Tutto questo in un momento in cui si dovranno prendere ulteriori decisioni sulla guerra in Ucraina. L’approvazione, giovedì, del pacchetto di aiuti di 50 miliardi in 4 anni non risolve la crisi, al più la prolungherà. Come si vuole cercare di mettere fine a un conflitto che potrebbe ricadere interamente sulle spalle della Ue in caso dell’ingresso di Trump alla Casa Bianca? Questa la domanda del ‘24. La tanto invocata politica estera e di sicurezza comune si riuscirà finalmente a realizzare di fronte all’allargarsi dell’Atlantico? Si dice che spesso sono gli choc improvvisi a imporre cambiamenti nelle direzioni che prima non si aveva il coraggio di intraprendere. Il tycoon repubblicano potrebbe essere allora la involontaria levatrice di un’Europa capace di diventare “grande”, perché non più bisognosa dell’alleato americano nell’affrontare le sfide che le si parano innanzi.
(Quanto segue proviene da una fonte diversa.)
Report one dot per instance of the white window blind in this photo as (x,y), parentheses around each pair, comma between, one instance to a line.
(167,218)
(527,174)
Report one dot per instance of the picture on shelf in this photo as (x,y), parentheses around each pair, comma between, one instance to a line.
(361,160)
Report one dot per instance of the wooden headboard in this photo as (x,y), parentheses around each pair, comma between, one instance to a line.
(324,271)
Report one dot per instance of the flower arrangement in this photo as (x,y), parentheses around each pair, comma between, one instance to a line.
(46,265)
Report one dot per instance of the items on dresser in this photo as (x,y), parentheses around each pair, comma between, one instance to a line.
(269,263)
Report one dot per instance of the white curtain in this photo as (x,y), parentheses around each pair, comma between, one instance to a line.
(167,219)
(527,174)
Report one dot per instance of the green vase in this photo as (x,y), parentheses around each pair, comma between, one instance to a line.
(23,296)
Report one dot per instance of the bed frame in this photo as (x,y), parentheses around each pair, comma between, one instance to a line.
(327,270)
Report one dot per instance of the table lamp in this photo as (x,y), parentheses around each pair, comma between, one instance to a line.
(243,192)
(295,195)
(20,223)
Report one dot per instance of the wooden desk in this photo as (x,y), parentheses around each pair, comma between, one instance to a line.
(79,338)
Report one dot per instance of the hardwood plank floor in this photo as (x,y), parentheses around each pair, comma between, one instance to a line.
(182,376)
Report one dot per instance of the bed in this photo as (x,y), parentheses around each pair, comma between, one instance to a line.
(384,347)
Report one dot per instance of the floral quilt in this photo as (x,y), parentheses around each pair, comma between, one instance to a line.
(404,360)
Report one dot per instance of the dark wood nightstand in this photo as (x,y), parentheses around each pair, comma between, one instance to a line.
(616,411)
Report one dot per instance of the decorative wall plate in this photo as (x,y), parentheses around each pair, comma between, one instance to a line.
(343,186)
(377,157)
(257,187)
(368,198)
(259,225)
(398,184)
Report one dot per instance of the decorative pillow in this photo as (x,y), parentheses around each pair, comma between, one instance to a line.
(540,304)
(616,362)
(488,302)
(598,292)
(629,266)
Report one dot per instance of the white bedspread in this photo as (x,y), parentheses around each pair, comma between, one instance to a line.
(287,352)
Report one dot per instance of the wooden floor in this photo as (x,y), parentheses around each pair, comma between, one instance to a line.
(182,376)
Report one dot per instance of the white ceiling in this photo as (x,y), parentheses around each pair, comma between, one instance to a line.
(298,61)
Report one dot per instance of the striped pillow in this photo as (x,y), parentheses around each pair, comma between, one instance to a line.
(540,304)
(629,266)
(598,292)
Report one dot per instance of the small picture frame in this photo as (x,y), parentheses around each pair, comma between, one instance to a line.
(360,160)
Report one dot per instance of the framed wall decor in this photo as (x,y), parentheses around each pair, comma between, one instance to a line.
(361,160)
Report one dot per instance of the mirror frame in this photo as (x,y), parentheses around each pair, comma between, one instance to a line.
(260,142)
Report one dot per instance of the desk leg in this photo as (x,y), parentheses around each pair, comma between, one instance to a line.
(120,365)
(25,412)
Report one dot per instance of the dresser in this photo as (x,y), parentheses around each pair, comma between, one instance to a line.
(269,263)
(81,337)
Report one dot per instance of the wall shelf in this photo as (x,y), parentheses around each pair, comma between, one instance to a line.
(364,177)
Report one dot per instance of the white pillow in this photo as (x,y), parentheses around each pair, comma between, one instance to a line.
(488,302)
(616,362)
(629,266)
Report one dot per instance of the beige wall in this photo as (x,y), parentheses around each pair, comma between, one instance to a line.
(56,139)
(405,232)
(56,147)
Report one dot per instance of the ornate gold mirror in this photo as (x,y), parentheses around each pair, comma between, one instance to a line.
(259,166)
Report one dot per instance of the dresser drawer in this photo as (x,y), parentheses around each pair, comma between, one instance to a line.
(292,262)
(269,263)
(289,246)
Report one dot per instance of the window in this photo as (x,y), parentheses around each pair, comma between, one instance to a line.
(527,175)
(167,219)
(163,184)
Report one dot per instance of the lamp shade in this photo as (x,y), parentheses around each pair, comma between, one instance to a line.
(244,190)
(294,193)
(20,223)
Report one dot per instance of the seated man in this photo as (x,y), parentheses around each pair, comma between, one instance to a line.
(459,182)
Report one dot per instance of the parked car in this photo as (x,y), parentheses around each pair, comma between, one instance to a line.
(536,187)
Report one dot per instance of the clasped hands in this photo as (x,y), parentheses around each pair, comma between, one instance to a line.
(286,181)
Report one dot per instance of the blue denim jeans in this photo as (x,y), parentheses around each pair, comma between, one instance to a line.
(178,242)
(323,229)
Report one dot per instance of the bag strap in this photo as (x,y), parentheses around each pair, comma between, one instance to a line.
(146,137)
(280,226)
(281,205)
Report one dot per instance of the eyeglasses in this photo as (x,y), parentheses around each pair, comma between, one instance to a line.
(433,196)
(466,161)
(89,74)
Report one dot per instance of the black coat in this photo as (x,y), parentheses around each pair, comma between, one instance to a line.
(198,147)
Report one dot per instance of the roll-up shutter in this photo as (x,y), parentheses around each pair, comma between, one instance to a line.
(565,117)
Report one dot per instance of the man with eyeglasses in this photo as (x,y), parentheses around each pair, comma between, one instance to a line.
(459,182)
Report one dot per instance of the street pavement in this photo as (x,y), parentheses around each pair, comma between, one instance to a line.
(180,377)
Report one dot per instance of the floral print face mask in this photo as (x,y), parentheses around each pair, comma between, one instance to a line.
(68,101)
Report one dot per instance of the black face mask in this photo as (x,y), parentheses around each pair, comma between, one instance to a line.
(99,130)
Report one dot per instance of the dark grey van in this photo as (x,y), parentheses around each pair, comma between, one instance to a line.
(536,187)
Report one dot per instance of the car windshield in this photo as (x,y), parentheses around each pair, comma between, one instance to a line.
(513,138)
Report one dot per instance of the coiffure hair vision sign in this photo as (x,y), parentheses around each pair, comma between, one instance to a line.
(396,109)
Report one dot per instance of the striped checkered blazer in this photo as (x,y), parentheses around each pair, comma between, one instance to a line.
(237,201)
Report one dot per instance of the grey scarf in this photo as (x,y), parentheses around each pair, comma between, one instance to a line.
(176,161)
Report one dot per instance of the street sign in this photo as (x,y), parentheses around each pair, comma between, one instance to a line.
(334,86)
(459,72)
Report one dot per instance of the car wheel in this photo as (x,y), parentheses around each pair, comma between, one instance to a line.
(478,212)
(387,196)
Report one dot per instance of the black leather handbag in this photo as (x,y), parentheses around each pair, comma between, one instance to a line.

C’è tuttavia da mettere in conto la tentazione della fuga nei propri confini nazionali, quell’atteggiamento difensivo di cui si diceva in precedenza, provocato dai timori della globalizzazione, della perdita delle proprie specificità e della propria storia. Un obiettivo, quello del trincerarsi, di corto respiro e, in ogni caso, di complicata realizzazione. Con il potenziale declino degli Stati Uniti, lacerati dagli scontri ideologici e sempre meno inclini a occuparsi degli affari altrui, e al crescere della forza delle autocrazie russe e cinese, poco attrattive sul lungo periodo, l’Unione europeo ha davvero l’occasione di diventare il faro dei diritti e della democrazia, un modello di convivenza e di sviluppo sostenibile. Tuttavia, il confine con un‘occasione persa a causa degli egoismi dei singoli membri è molto sottile.